2023-08-08-Partial-Dependence-Trees

Efficient Partial Dependence Plots with decision trees¶

Conditional versus Interventional
- Incorrect sklearn implementation?
- Titanic example
Correct Recursion
Correlated Predictors
pdp/gbm packages in R

Both on Nicolas Hug's post as well as on this stackexchange discussion the instructions for computing PDP measures for trees efficiently follow Friedman's original instructions:

For regression trees based on single-variable splits, however, the partial dependence of $f(X)$ on a specified target variable subset $X_S$ is straightforward to evaluate given only the tree, without reference to the data itself. For a specific set of values for the variables $X_S$, a weighted traversal of the tree is performed. At the root of the tree, a weight value of $1$ is assigned. For each nonterminal node visited, if its split variable is in the target subset $X_S$, the appropriate left or right daughter node is visited and the weight is not modified. If the node’s split variable is a member of the complement subset $X_C$, then both daughters are visited and the current weight is multiplied by the fraction of training observations that went left or right, respectively, at that node.

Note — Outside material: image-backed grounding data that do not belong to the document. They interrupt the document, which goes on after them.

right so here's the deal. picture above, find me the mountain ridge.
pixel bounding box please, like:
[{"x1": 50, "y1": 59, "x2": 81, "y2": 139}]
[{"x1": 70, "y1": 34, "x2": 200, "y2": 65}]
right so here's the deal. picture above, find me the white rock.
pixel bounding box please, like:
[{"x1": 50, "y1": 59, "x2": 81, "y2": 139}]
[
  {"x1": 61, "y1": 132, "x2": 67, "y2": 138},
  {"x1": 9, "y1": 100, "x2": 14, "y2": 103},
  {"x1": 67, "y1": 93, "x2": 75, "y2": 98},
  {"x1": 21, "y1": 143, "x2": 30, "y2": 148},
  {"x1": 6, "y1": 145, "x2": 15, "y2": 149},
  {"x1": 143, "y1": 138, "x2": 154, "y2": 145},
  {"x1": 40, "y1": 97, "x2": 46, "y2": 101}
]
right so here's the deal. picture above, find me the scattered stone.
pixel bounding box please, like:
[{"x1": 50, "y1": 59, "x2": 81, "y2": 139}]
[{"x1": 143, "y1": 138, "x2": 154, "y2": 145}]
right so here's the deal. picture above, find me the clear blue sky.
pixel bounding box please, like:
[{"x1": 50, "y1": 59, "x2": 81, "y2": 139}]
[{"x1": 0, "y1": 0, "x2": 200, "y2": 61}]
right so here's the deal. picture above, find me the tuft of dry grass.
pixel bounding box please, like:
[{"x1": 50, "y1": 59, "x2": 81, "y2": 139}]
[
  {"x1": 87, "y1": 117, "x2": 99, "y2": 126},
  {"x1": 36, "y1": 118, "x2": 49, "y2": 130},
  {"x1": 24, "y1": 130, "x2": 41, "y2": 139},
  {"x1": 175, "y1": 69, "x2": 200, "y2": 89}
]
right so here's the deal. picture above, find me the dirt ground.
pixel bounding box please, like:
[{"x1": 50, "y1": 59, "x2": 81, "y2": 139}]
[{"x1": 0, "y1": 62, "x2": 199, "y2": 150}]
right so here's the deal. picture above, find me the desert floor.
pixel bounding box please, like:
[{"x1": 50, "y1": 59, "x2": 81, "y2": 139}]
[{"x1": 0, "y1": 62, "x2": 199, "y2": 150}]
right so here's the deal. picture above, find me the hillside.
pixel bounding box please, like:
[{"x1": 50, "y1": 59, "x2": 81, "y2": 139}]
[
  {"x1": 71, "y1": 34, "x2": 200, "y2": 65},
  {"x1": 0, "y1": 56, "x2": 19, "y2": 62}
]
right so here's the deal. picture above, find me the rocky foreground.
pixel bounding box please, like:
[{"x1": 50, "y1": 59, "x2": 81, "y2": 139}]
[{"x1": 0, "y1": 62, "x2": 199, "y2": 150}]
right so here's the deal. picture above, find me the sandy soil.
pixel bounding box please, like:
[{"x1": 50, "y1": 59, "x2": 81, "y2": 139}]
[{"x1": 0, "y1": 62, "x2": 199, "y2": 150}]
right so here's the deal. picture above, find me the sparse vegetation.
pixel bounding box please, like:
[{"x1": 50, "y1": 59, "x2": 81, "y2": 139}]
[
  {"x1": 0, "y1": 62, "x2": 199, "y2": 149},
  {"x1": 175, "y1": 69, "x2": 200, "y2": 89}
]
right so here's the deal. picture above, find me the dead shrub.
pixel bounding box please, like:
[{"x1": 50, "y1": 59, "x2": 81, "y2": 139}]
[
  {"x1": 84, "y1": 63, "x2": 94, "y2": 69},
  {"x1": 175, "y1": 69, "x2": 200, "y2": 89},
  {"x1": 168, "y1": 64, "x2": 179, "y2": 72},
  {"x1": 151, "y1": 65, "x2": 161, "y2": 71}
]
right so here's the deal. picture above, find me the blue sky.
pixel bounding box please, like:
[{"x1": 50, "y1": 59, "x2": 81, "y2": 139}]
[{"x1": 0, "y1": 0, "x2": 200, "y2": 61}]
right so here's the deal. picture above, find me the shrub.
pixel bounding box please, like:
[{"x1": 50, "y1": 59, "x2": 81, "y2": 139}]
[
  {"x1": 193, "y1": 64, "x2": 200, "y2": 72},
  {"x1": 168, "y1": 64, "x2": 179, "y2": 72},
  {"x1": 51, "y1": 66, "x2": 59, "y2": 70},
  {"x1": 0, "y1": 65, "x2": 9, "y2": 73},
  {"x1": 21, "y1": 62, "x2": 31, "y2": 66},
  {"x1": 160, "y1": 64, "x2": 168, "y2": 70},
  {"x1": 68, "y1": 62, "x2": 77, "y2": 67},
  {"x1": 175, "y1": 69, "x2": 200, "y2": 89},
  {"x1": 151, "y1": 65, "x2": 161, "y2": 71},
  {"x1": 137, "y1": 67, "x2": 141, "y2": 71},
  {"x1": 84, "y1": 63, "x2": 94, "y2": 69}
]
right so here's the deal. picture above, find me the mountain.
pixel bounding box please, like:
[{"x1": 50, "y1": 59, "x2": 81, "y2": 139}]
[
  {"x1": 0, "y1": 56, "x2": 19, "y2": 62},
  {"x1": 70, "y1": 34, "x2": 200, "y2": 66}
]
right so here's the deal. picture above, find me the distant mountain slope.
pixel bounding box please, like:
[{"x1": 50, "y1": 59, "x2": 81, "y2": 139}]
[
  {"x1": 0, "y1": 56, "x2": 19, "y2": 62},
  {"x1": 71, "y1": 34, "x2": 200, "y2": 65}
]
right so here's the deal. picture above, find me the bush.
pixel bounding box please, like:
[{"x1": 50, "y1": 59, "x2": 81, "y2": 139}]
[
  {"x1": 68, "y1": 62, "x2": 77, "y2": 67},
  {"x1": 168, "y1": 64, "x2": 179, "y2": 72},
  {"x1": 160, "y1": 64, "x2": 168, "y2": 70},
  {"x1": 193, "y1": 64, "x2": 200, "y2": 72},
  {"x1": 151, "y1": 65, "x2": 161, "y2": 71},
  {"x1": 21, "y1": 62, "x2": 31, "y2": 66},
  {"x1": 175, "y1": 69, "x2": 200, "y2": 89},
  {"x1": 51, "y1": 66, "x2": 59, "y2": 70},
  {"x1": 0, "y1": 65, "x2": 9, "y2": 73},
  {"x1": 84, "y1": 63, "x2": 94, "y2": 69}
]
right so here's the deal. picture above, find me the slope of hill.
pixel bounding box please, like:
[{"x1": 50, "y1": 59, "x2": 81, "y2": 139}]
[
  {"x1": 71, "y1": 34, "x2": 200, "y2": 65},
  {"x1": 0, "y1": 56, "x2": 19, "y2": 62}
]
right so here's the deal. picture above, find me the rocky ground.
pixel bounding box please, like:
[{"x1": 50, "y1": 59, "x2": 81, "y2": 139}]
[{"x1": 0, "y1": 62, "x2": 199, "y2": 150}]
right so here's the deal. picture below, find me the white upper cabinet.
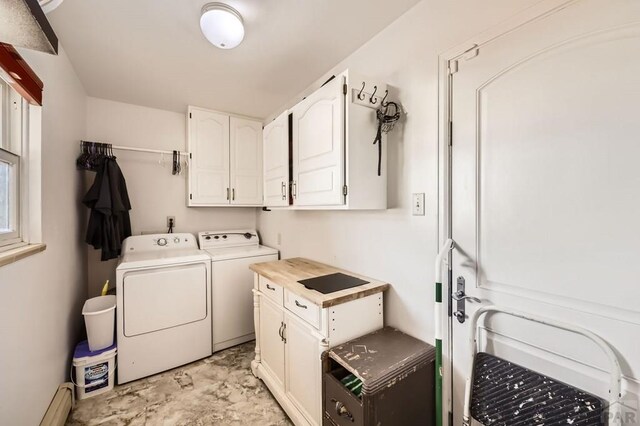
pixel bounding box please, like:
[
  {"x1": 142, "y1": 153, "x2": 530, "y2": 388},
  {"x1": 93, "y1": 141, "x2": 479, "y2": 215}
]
[
  {"x1": 263, "y1": 112, "x2": 290, "y2": 207},
  {"x1": 266, "y1": 70, "x2": 387, "y2": 210},
  {"x1": 187, "y1": 106, "x2": 263, "y2": 206},
  {"x1": 230, "y1": 117, "x2": 263, "y2": 205},
  {"x1": 292, "y1": 76, "x2": 345, "y2": 206},
  {"x1": 188, "y1": 109, "x2": 230, "y2": 205}
]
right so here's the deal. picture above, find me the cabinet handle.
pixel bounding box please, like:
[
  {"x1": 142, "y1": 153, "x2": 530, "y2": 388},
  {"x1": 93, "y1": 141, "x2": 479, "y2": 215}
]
[
  {"x1": 232, "y1": 188, "x2": 235, "y2": 201},
  {"x1": 278, "y1": 322, "x2": 284, "y2": 341},
  {"x1": 295, "y1": 300, "x2": 308, "y2": 309},
  {"x1": 266, "y1": 284, "x2": 275, "y2": 291},
  {"x1": 331, "y1": 399, "x2": 354, "y2": 422},
  {"x1": 292, "y1": 181, "x2": 297, "y2": 197},
  {"x1": 226, "y1": 188, "x2": 230, "y2": 200},
  {"x1": 281, "y1": 182, "x2": 286, "y2": 200},
  {"x1": 282, "y1": 322, "x2": 287, "y2": 343}
]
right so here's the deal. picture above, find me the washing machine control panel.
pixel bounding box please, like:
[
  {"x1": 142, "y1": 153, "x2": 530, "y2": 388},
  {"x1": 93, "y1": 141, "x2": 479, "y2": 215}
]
[
  {"x1": 198, "y1": 230, "x2": 259, "y2": 249},
  {"x1": 121, "y1": 233, "x2": 198, "y2": 252}
]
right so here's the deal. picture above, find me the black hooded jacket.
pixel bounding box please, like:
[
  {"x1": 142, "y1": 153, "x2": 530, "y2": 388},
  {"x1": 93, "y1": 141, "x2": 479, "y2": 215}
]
[{"x1": 83, "y1": 158, "x2": 132, "y2": 260}]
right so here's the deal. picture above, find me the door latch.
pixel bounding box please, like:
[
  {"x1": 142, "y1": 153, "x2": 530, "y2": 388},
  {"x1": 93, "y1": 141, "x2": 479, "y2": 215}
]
[{"x1": 452, "y1": 276, "x2": 481, "y2": 323}]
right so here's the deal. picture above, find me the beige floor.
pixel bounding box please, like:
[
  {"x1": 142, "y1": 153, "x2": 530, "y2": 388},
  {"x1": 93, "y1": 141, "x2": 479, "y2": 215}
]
[{"x1": 67, "y1": 342, "x2": 292, "y2": 426}]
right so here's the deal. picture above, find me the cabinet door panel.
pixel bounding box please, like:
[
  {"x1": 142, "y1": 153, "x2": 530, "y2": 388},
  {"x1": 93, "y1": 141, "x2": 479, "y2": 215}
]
[
  {"x1": 285, "y1": 312, "x2": 321, "y2": 425},
  {"x1": 263, "y1": 112, "x2": 289, "y2": 207},
  {"x1": 188, "y1": 109, "x2": 230, "y2": 205},
  {"x1": 230, "y1": 117, "x2": 263, "y2": 205},
  {"x1": 292, "y1": 77, "x2": 345, "y2": 206},
  {"x1": 260, "y1": 296, "x2": 285, "y2": 389}
]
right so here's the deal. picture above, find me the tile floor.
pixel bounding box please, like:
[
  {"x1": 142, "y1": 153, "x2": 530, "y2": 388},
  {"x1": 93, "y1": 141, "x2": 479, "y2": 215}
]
[{"x1": 67, "y1": 342, "x2": 292, "y2": 426}]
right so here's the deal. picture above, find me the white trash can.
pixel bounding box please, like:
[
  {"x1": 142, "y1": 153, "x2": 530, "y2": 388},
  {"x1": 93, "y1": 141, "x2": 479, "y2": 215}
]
[{"x1": 82, "y1": 295, "x2": 116, "y2": 351}]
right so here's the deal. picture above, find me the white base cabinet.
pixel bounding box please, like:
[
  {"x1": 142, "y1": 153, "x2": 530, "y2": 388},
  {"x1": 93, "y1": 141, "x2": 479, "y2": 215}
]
[{"x1": 251, "y1": 274, "x2": 384, "y2": 426}]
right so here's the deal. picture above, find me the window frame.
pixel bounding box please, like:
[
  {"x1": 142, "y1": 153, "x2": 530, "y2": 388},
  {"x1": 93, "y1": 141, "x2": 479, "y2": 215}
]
[{"x1": 0, "y1": 77, "x2": 28, "y2": 251}]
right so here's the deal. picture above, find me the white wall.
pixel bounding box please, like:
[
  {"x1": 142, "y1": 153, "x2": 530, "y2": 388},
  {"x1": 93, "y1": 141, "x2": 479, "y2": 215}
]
[
  {"x1": 85, "y1": 97, "x2": 257, "y2": 296},
  {"x1": 258, "y1": 0, "x2": 539, "y2": 342},
  {"x1": 0, "y1": 47, "x2": 87, "y2": 425}
]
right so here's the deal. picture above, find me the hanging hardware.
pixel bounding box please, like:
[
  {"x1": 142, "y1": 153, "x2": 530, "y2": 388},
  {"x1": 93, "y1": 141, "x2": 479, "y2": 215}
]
[
  {"x1": 357, "y1": 81, "x2": 366, "y2": 100},
  {"x1": 381, "y1": 90, "x2": 389, "y2": 107},
  {"x1": 79, "y1": 140, "x2": 188, "y2": 174},
  {"x1": 369, "y1": 85, "x2": 378, "y2": 104}
]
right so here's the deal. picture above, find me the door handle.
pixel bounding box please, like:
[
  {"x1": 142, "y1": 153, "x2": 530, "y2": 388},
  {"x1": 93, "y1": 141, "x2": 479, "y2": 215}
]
[
  {"x1": 453, "y1": 277, "x2": 481, "y2": 324},
  {"x1": 452, "y1": 291, "x2": 481, "y2": 303},
  {"x1": 331, "y1": 399, "x2": 354, "y2": 422},
  {"x1": 295, "y1": 300, "x2": 308, "y2": 309}
]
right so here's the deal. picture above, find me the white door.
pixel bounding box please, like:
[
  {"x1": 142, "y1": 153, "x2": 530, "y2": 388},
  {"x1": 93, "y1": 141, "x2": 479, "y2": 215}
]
[
  {"x1": 285, "y1": 312, "x2": 321, "y2": 425},
  {"x1": 188, "y1": 109, "x2": 230, "y2": 205},
  {"x1": 292, "y1": 76, "x2": 345, "y2": 206},
  {"x1": 260, "y1": 296, "x2": 285, "y2": 389},
  {"x1": 449, "y1": 1, "x2": 640, "y2": 424},
  {"x1": 230, "y1": 117, "x2": 263, "y2": 205},
  {"x1": 263, "y1": 111, "x2": 290, "y2": 207}
]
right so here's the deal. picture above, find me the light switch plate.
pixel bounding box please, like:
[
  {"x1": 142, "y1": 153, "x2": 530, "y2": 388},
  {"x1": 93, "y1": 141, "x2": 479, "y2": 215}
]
[{"x1": 412, "y1": 193, "x2": 425, "y2": 216}]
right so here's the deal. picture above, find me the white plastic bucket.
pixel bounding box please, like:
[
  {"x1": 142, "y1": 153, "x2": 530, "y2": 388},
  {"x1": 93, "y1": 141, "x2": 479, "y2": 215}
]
[
  {"x1": 72, "y1": 341, "x2": 117, "y2": 400},
  {"x1": 82, "y1": 295, "x2": 116, "y2": 351}
]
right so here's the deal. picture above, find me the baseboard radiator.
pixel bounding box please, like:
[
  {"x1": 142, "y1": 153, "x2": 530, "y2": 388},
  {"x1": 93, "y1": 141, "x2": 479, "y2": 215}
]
[{"x1": 40, "y1": 383, "x2": 74, "y2": 426}]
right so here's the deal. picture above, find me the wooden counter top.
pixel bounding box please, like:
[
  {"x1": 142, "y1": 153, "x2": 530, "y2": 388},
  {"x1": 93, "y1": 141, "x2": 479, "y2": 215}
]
[{"x1": 249, "y1": 257, "x2": 390, "y2": 308}]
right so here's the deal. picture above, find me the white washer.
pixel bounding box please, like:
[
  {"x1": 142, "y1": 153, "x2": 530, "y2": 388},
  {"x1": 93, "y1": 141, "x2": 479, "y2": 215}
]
[
  {"x1": 116, "y1": 233, "x2": 212, "y2": 384},
  {"x1": 198, "y1": 230, "x2": 278, "y2": 353}
]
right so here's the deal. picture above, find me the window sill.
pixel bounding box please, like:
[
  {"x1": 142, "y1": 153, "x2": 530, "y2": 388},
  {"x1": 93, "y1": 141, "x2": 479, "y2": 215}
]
[{"x1": 0, "y1": 243, "x2": 46, "y2": 267}]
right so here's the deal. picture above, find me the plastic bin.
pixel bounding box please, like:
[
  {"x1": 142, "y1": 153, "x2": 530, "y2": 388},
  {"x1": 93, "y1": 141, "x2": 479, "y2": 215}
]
[
  {"x1": 72, "y1": 340, "x2": 116, "y2": 400},
  {"x1": 82, "y1": 295, "x2": 116, "y2": 351}
]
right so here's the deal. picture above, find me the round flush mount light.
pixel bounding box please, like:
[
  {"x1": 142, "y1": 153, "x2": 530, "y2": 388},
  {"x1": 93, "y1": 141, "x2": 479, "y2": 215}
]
[
  {"x1": 38, "y1": 0, "x2": 64, "y2": 13},
  {"x1": 200, "y1": 3, "x2": 245, "y2": 49}
]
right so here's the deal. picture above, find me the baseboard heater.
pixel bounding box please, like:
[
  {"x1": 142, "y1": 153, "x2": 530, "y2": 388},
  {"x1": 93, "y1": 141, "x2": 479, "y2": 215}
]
[{"x1": 40, "y1": 383, "x2": 74, "y2": 426}]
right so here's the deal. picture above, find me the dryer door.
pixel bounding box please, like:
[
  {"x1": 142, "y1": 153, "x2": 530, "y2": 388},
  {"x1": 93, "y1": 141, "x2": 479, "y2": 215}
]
[{"x1": 123, "y1": 263, "x2": 208, "y2": 337}]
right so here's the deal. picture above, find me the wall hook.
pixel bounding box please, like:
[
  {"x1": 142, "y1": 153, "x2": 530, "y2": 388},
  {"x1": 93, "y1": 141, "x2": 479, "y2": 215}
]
[
  {"x1": 357, "y1": 82, "x2": 366, "y2": 100},
  {"x1": 369, "y1": 85, "x2": 378, "y2": 104},
  {"x1": 381, "y1": 90, "x2": 389, "y2": 106}
]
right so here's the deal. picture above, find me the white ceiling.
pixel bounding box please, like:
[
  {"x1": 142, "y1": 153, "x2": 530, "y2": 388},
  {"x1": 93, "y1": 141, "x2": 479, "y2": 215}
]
[{"x1": 47, "y1": 0, "x2": 421, "y2": 118}]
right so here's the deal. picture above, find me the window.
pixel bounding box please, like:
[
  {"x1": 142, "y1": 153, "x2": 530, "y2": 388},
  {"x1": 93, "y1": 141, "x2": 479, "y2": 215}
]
[{"x1": 0, "y1": 78, "x2": 27, "y2": 249}]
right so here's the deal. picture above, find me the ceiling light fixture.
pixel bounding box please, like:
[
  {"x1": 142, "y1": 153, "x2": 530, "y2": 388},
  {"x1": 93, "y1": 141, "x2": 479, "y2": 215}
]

Each terminal node visited during the traversal is assigned the current value of the weight. When the tree traversal is complete, the value of $f_S(X_S)$ is the corresponding weighted average of the $f(X)$ values over those terminal nodes visited during the tree traversal.

In sklearn this is translated as follows:

For each row in X a tree traversal is performed. Each traversal starts from the root with weight 1.0.

At each non-terminal node that splits on a target variable either the left child or the right child is visited based on the feature value of the current sample and the weight is not modified. At each non-terminal node that splits on a complementary feature both children are visited and the weight is multiplied by the fraction of training samples which went to each child.

At each terminal node the value of the node is multiplied by the current weight (weights sum to 1 for all visited terminal nodes).

Conditional versus Interventional¶

Both in his paper and in the ESLII book, Friedman elaborates on how the conditional $E[f(x_S,X_C)|X_S=x_s]$ is different from the interventional $E[f(x_S,X_C)| \mathbf{do}(X_S=x_s)]$.

Incorrect sklearn implementation?¶

I believe that the current sklearn implementation is in fact computing the conditional expectation $E[f(x_S,X_C)|X_S=x_s]$ !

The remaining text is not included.